Chatuge Dam was not a hydroelectric power project; it was a reservoir storage project. It was designed and built to hold water so that it could be released as needed to increase power generation at downstream projects—most notably, at Hiwassee Dam.
The beauty of the plan—devised in 1941—was that Chatuge could provide a substantial block of power to the TVA system without the delay involved in manufacturing and installing complicated generating equipment. But there was a catch: To realize this advantage, the new dam had to be completed in time to capture the upcoming winter and spring rains—just six months away.
Congress approved the Chatuge project (along with three other Hiwassee projects) on July 16, 1941, and the race was on. Construction work started the following day, with three shifts working 6 to 7 days a week from then on. By January 1942, Chatuge Dam was completed. By fall of that year, the reservoir was filled.
On a more human note: After completing the dam on an emergency schedule, TVA engineers delayed closing the gates for nearly three weeks due to the serious illness of a farmer who lived in the area to be flooded. According to newspaper reports, TVA built a special road to this gentleman’s isolated home “so smooth that not even one jar of the ambulance jolted [him]” when he was finally moved to his son’s house, a half-mile away.
Chatuge was operated on an emergency basis for the single purpose of power production as long as was needed to meet World War II power demands. But, as part of TVA’s plan for the Unified Development of the Tennessee River, it was built to provide other benefits as well. When World War II came to an end, TVA switched to operating Chatuge on a “multi-purpose basis.”
Beginning in 1945, TVA’s river schedulers began factoring other considerations into water release schedules previously developed for the sole purpose of keeping downstream turbines spinning. These included providing releases to help maintain a nine-foot navigation channel on the main Tennessee River and to protect downstream water quality, as well as restricting releases to reduce downstream flood crests and to fill Chatuge reservoir to summer recreation levels.
Producing clean, affordable hydroelectric power remained a priority, however, and in 1954 a small generator was added to the dam to take maximum advantage of the high rainfall that normally graces the mountainous area’s slopes.

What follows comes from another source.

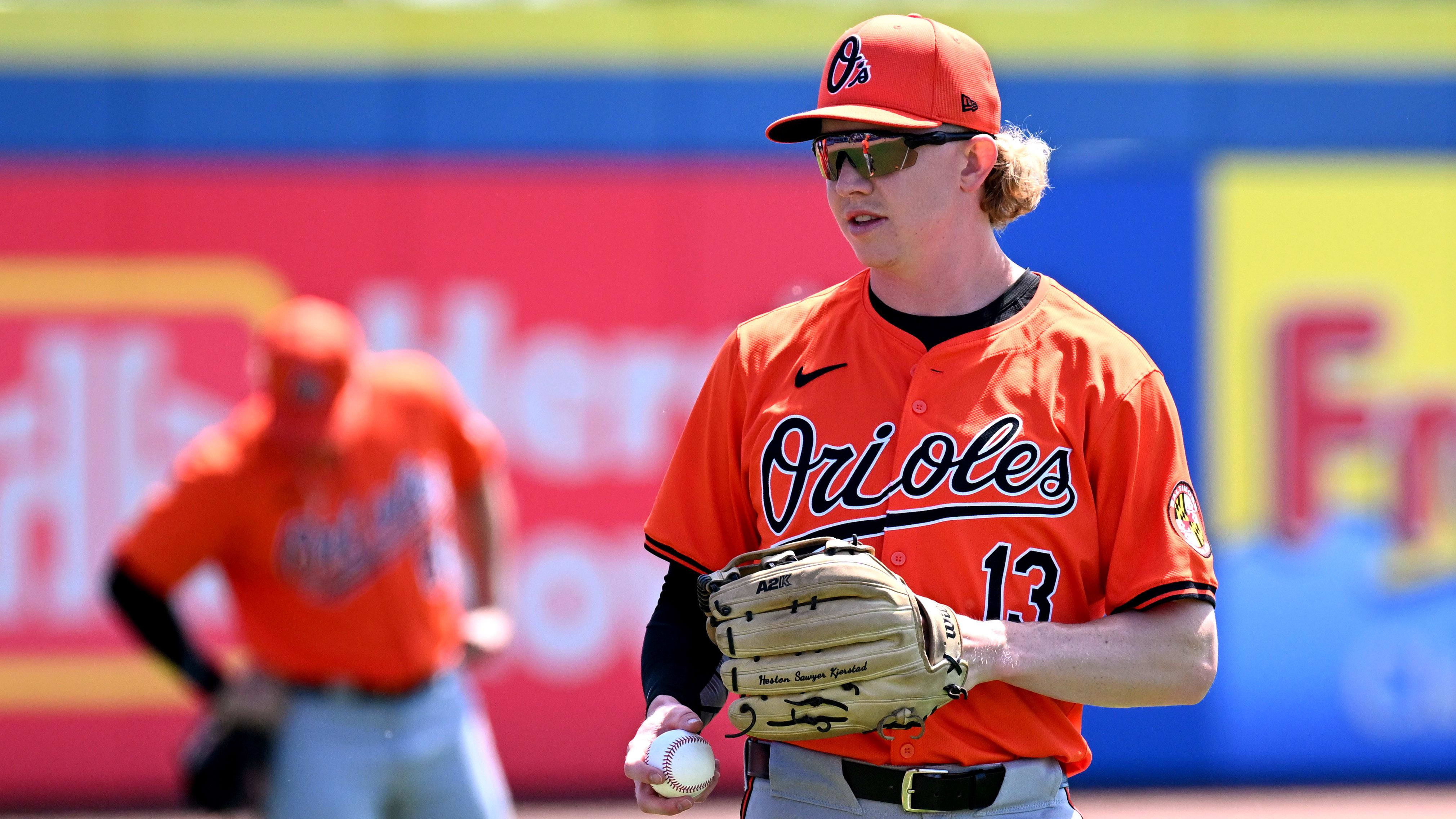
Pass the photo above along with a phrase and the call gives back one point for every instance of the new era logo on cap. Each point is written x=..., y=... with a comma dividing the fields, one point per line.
x=848, y=66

The engineers who planned Chatuge Reservoir recognized its recreational potential from the start. Chatuge, they wrote in a technical report documenting the dam’s early planning, “has the advantages of settings, location and accessibility of shoreline ranking it as unique among reservoirs of the TVA system.” They also ventured to predict that “the nearby towns of Hayesville, N.C., and Hiawassee, Ga., should eventually profit from a tourist industry of some consequence.”
They were right.
Clay Count, N.C., leased a tract of land for a public park in 1944, and recreational use of the reservoir has steadily increased since that time. The draw: breathtaking views of forested mountaintops, excellent fishing and an abundance of recreation options, including walking paths, bike trails, and picnic and swimming areas.
“Chatuge Dam was built for the people, and the people feel a connection to it,” says Mike Richards, TVA plant manager. “The dam reservation gets a lot of public use, especially the walking path over the dam. The public is invested in the dam; they keep an eye out for it.”